Да само слово «революция» от латинского revolvo — означает «катить назад», «возвращаться», «снова испытывать», «вновь разжигать», в лучшем случае — «переворачивать». Незавидный перечень смыслов. Сегодня в мире если к какой революции и прилагают атрибут «великая» — то с большой осторожностью, а нередко — и с большой горечью.
Теперь мы всё более понимаем, что страстно желаемый нами социальный эффект, но с неизмеримо меньшими потерями и без всеобщего одичания, — достигается нормальным эволюционным развитием. Надо уметь терпеливо улучшать то, что у нас есть в каждое «сегодня».
И тщетно было бы надеяться, что революция может изменить к лучшему человеческую природу, — а ваша революция и особенно наша, российская, — сильно надеялись на это. Французская революция текла во имя внутренне противоречивого и неисполнимого лозунга — «свобода, равенство, братство». Но в общественной жизни свобода и равенство — исключают друг друга, враждебны друг другу: ибо свобода разрушает социальное равенство, в этом и свобода, а равенство — подавляет свободу, иначе его не достичь. Братство же — вообще не из их семьи, это лишь крылатый добавок к лозунгу: подлинное братство достигается не социальными средствами, а лишь духовными. А ещё ж к этому тройному лозунгу угрожающе добавлялось «или смерть!», уничтожая уже и весь смысл его.
Никакой стране никогда не пожелаю «великой революции». Революция XVIII века лишь потому не погубила Францию, что в ней состоялся Термидор. А вот в российской революции не было останавливающего Термидора — и она, без излома, докатила наш народ — до конца, до пропасти, до пучины гибели.

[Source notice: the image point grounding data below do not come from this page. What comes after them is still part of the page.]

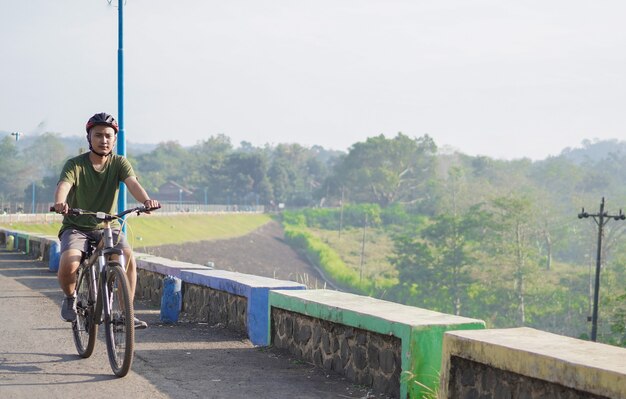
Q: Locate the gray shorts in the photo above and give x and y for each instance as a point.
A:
(77, 239)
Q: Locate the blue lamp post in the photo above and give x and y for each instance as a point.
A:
(121, 136)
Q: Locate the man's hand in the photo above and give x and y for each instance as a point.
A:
(151, 204)
(61, 207)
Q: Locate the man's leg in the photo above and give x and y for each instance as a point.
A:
(68, 264)
(131, 271)
(131, 275)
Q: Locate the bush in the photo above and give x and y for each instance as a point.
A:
(327, 259)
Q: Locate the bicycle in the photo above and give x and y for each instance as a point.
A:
(98, 277)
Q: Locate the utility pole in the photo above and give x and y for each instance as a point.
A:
(341, 214)
(601, 218)
(363, 249)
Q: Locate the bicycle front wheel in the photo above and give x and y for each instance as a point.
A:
(119, 322)
(84, 329)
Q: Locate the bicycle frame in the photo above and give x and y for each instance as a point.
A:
(103, 250)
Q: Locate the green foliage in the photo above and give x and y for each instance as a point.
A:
(327, 259)
(386, 171)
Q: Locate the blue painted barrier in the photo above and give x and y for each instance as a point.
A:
(54, 256)
(171, 300)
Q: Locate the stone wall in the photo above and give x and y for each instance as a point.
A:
(214, 307)
(149, 286)
(469, 379)
(365, 357)
(200, 304)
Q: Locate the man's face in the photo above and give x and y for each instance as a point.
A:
(102, 138)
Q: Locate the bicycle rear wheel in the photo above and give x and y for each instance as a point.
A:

Опыта Французской революции, кажется, было достаточно, чтобы наши российские рационалисты-устроители «народного счастья» научились на нём. Но нет! — в России всё совершилось в ещё худшем виде и несравнимых масштабах. Многие жестокие ухватки Французской революции были ученически повторены на теле России коммунистами-ленинцами, интернационал-социалистами — только их организованность и систематичность были много выше якобинских.
Термидора у нас не было, но Вандея — к нашей духовной гордости — была и у нас, и даже не одна. Это большие крестьянские восстания — Тамбовское 1920-21, Западно-Сибирское 1921. Известен такой эпизод: толпы крестьян в лаптях, с дубинами и вилами, пошли на Тамбов под колокольный звон окрестных сёл — и посечены пулемётами. Тамбовское восстание продержалось 11 месяцев, хотя коммунисты давили его броневиками, бронепоездами, самолётами, брали в заложники семьи повстанцев и уже готовили к применению отравляющие газы. И ещё было у нас — непримиримое сопротивление большевизму казаков уральских, донских, кубанских, терских, залитое огромной кровью, геноцидом.
И вот, открывая сегодня памятник вашей героической Вандее, — я испытываю двоение взгляда: я мысленно вижу и те памятники, которые когда-нибудь поднимутся в России — как знаки нашего русского сопротивления накату зверского коммунизма.
Мы все с вами пережили XX — насквозь террористический — век, содрогающее увенчание того Прогресса, о котором столько мечталось в XVIII. И, я думаю, теперь — всё больше французов, со всё большим пониманием и гордостью будут вспоминать и оценят самоотверженное вандейское сопротивление.